Step 8: Retrieval with Citations
- Attach source citations to retrieved documents, including page numbers (if available).
- Display results in a structured format for easy interpretation and traceability.
Methodology
- PDF Processing and Text Cleaning: Get text from PDFs and format it by removing a few characters that are not necessary to chunk it into smaller parts.
- Vector Embeddings: Translate and encode these text chunks as packed vectors utilizing MiniLM for embedding conversion.
- FAISS-Based Semantic Search: It embeds the embeddings in FAISS and retrieves them through similarity-based searching.

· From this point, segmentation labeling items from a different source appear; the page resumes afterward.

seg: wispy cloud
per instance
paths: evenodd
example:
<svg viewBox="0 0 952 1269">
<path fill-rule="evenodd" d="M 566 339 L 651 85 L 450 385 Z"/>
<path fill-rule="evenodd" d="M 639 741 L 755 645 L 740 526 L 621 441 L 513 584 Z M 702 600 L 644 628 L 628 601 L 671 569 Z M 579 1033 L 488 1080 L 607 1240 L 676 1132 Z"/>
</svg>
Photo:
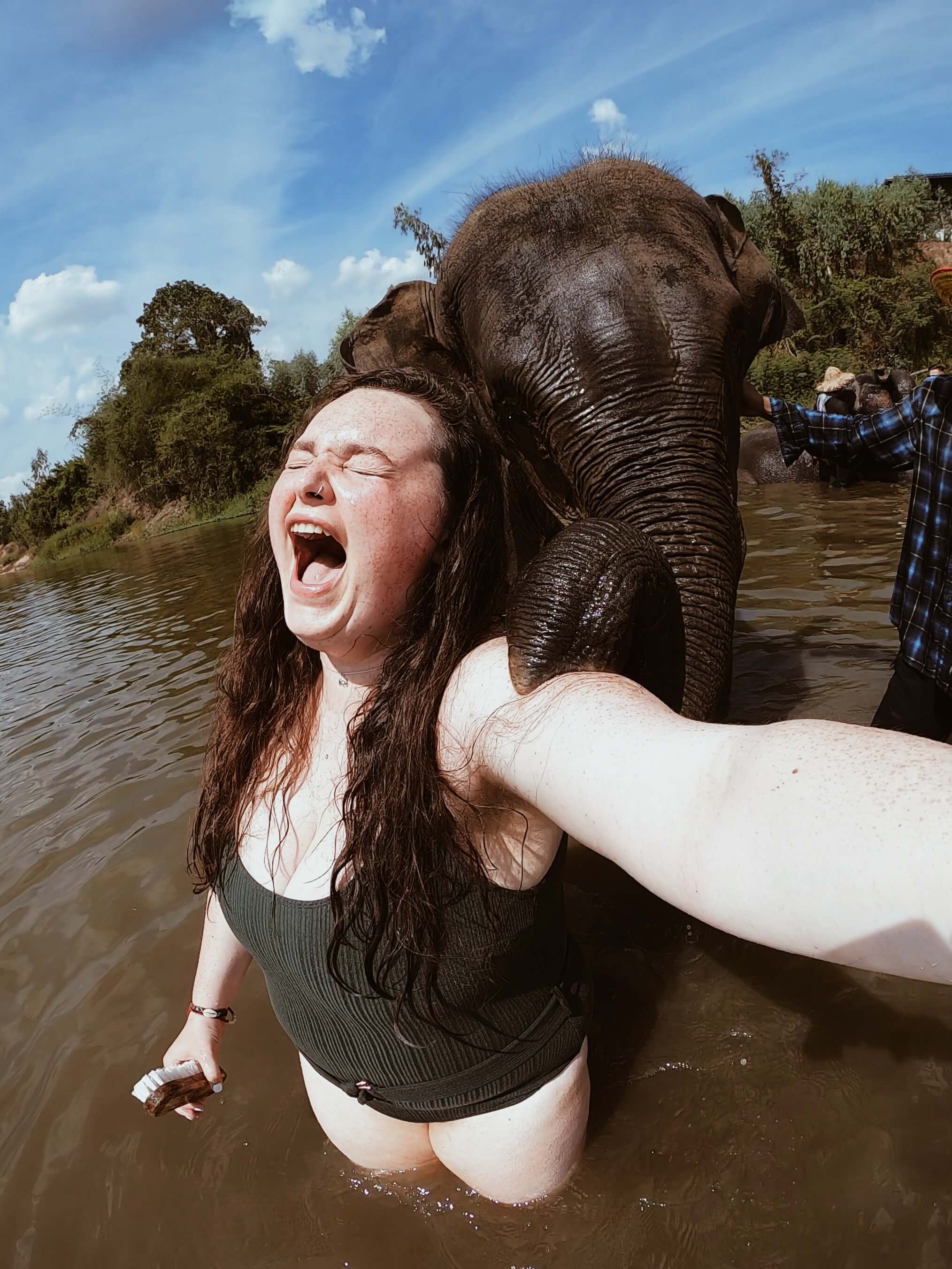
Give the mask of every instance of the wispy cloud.
<svg viewBox="0 0 952 1269">
<path fill-rule="evenodd" d="M 399 255 L 383 255 L 378 247 L 371 247 L 358 260 L 355 255 L 345 255 L 338 265 L 338 286 L 350 287 L 392 287 L 397 282 L 411 278 L 429 278 L 423 256 L 410 247 L 402 259 Z"/>
<path fill-rule="evenodd" d="M 368 27 L 363 9 L 350 10 L 350 23 L 325 16 L 326 0 L 231 0 L 234 23 L 256 22 L 269 44 L 291 44 L 300 71 L 325 71 L 335 79 L 366 62 L 387 33 Z"/>
<path fill-rule="evenodd" d="M 287 258 L 275 260 L 270 269 L 261 274 L 273 294 L 292 296 L 296 291 L 306 287 L 311 279 L 311 270 L 302 264 Z"/>
<path fill-rule="evenodd" d="M 598 145 L 583 146 L 590 157 L 607 154 L 628 154 L 635 150 L 637 137 L 628 131 L 628 117 L 619 110 L 611 96 L 599 96 L 592 103 L 589 119 L 598 128 Z"/>
</svg>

- BM25 Keyword Matching: The BM25 ranking is used to advance searches by keyword relevance.
- Hybrid Retrieval: A combination of FAISS search in similarity and BM25 scoring to improve accuracy.
- Hypothetical Answer Generation: The DeepSeek-R1-Distill-Qwen-1.5B is employed to produce context-rich documents that enhance retrieval quality.
- Citations of Results: Create source references in retrieved documents for traceability and validation.
Data Collection and Preparation
Data Collection
- Users manually upload PDF files through Google Colab using files.upload().
- Alternatively, files can be loaded from Google Drive by mounting them in Colab.
Data Preparation Workflow
- Upload PDFs via Google Colab or Google Drive.
- Extract text using PyMuPDF (fitz).
- Clean text by removing tab characters (
\t
). - Split text into chunks using LangChain’s RecursiveCharacterTextSplitter.
- Generate embeddings with Hugging Face’s MiniLM model.
- Store embeddings in FAISS for fast semantic search.
This process ensures clean, structured and retrievable data for the system.